/lsqcurvefit_approx-MATLAB

Fits linear and polynomial models to data using linear least squares and approximates nonlinear models through linearization.

Primary LanguageMATLABMIT LicenseMIT

lsqcurvefit_approx View Approximate Least Squares Curve Fitting (lsqcurvefit_approx) on File Exchange

Fits linear and polynomial models to data using linear least squares and approximates nonlinear models through linearization.

Syntax

[c,r2,eqn] = lsqcurvefit_approx(x,y)
[c,r2,eqn] = lsqcurvefit_approx(x,y,'linear')
[c,r2,eqn] = lsqcurvefit_approx(x,y,'poly',n)
[c,r2,eqn] = lsqcurvefit_approx(x,y,'power')
[c,r2,eqn] = lsqcurvefit_approx(x,y,'exp')
[c,r2,eqn] = lsqcurvefit_approx(x,y,'log')

Description

[c,r2,eqn] = lsqcurvefit_approx(x,y) returns the model coefficient vector c = [m,b] for the linear fit to a data set defined by the vectors x (independent variable) and y (dependent variable).
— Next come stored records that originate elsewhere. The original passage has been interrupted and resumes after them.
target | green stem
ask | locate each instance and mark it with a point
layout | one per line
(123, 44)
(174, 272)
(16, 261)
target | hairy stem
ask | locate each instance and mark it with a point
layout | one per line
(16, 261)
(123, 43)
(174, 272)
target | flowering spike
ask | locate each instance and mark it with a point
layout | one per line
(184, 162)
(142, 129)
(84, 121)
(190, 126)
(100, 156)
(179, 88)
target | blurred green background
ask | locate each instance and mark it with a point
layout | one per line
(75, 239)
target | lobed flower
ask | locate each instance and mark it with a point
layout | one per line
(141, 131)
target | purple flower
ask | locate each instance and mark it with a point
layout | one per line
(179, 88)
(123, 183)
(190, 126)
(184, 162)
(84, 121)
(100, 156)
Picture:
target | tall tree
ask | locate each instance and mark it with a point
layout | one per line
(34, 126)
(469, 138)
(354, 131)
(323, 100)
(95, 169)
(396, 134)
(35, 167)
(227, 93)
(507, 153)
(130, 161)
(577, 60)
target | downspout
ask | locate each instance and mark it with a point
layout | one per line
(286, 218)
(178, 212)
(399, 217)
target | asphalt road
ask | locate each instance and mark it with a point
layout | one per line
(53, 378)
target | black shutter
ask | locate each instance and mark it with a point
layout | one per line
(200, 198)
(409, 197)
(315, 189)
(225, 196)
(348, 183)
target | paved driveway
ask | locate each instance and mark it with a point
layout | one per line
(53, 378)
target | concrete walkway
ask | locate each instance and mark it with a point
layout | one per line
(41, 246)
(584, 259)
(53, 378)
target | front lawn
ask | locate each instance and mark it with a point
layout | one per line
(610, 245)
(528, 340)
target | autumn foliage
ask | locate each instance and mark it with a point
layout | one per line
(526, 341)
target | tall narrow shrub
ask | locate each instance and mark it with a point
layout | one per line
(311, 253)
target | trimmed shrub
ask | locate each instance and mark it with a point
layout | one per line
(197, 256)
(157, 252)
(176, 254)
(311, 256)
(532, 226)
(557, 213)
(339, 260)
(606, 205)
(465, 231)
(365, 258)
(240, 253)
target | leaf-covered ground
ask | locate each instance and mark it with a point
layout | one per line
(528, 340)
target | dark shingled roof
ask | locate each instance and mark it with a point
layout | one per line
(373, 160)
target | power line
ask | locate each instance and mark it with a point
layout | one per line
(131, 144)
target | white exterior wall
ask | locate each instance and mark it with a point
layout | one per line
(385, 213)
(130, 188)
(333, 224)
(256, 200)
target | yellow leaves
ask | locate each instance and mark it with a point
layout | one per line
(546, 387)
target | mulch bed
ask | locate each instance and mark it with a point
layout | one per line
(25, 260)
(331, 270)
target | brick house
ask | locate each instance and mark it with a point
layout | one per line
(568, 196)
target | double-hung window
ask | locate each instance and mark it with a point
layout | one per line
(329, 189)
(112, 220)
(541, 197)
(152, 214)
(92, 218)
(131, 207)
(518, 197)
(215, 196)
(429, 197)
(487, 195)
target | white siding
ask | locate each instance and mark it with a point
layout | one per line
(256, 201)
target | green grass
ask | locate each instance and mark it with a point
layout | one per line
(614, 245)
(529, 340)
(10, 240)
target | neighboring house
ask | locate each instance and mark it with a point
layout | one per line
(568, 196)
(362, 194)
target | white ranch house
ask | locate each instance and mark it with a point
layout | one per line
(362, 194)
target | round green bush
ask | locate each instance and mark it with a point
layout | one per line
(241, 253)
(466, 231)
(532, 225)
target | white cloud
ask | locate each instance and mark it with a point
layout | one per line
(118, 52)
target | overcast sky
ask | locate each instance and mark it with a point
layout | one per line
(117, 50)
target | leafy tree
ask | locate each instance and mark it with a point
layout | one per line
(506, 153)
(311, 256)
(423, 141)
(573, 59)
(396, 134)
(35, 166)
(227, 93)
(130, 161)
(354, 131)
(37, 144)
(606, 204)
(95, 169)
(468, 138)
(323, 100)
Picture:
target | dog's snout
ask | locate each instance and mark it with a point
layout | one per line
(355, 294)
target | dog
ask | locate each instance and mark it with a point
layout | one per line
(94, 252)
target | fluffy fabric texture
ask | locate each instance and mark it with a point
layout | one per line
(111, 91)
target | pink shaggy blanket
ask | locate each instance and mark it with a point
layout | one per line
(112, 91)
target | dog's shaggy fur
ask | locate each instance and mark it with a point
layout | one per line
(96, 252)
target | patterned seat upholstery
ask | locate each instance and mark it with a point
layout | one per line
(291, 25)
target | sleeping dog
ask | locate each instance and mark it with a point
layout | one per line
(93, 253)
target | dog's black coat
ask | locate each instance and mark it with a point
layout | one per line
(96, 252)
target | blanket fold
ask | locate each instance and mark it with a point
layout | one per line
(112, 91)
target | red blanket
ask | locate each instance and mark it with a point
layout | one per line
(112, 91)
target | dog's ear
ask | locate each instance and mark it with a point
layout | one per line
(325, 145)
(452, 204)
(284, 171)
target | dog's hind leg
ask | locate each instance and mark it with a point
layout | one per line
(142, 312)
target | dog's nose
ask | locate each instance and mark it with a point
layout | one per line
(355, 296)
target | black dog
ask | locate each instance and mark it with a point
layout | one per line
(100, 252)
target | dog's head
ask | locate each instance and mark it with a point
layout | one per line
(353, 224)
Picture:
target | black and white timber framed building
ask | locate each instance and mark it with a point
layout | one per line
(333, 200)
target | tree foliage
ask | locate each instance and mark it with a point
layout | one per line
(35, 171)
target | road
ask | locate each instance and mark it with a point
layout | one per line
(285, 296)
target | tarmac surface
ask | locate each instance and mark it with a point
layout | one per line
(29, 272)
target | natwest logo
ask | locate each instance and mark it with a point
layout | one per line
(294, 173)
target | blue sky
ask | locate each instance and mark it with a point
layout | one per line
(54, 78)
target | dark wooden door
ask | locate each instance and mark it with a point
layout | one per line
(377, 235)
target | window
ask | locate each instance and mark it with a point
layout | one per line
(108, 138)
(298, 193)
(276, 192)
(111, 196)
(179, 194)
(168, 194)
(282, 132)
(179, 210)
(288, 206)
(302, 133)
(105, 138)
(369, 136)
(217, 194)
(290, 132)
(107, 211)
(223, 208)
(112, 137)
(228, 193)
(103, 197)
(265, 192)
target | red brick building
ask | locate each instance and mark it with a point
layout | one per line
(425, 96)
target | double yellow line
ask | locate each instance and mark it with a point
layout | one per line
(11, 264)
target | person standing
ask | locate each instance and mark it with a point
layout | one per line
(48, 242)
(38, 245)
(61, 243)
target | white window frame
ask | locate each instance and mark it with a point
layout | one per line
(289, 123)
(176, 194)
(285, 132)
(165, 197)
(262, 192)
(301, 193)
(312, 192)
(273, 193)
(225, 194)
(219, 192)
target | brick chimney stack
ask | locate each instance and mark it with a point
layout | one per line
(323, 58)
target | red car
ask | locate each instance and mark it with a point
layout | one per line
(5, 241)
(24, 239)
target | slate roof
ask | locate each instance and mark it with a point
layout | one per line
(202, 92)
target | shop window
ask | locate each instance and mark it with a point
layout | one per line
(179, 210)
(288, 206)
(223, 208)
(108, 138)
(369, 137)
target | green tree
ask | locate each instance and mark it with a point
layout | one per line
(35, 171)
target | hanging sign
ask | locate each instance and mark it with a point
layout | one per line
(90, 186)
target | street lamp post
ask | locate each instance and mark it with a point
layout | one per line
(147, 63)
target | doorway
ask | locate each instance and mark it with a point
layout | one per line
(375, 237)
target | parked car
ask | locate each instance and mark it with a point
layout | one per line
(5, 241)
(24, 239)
[c,r2,eqn] = lsqcurvefit_approx(x,y,'linear') does the exact same thing as the syntax above.

[c,r2,eqn] = lsqcurvefit_approx(x,y,'poly',n) returns the model coefficient vector c = [a0,...,an] for the degree polynomial fit to a data set defined by the vectors x (independent variable) and y (dependent variable).

[c,r2,eqn] = lsqcurvefit_approx(x,y,'power') returns the model coefficient vector c = [a,b] for the power fit to a data set defined by the vectors x (independent variable) and y (dependent variable).

[c,r2,eqn] = lsqcurvefit_approx(x,y,'exp') returns the model coefficient vector c = [a,b] for the exponential fit to a data set defined by the vectors x (independent variable) and y (dependent variable).

[c,r2,eqn] = lsqcurvefit_approx(x,y,'log') returns the model coefficient vector c = [a,b] for the logarithmic fit to a data set defined by the vectors x (independent variable) and y (dependent variable).

NOTE: Additionally, for all the syntaxes, the coefficient of determination (r2) and a string (eqn) storing the fitted equation (for use in figure text with LaTeX interpreter) are also returned.

Additional Notes/Warnings:

  • Only the linear and polynomial fits are true linear least squares fits. The nonlinear fits (power, exponential, and logarithmic) are approximated through transforming the model to a linear form and then applying a least squares fit.
  • Taking the logarithm of a negative number produces a complex number. When linearizing, for simplicity, this function will take only the real part of the resulting complex numbers in the case that a negative data point has to be linearized. The resulting fit is typically poor, and a (slightly) better fit could be obtained by excluding those data points altogether.

Examples and Additional Documentation

  • See "EXAMPLES.mlx" or the "Examples" tab on the File Exchange page for examples.
  • See "Least_Squares_Curve_Fitting.pdf" (also included with download) for the technical documentation.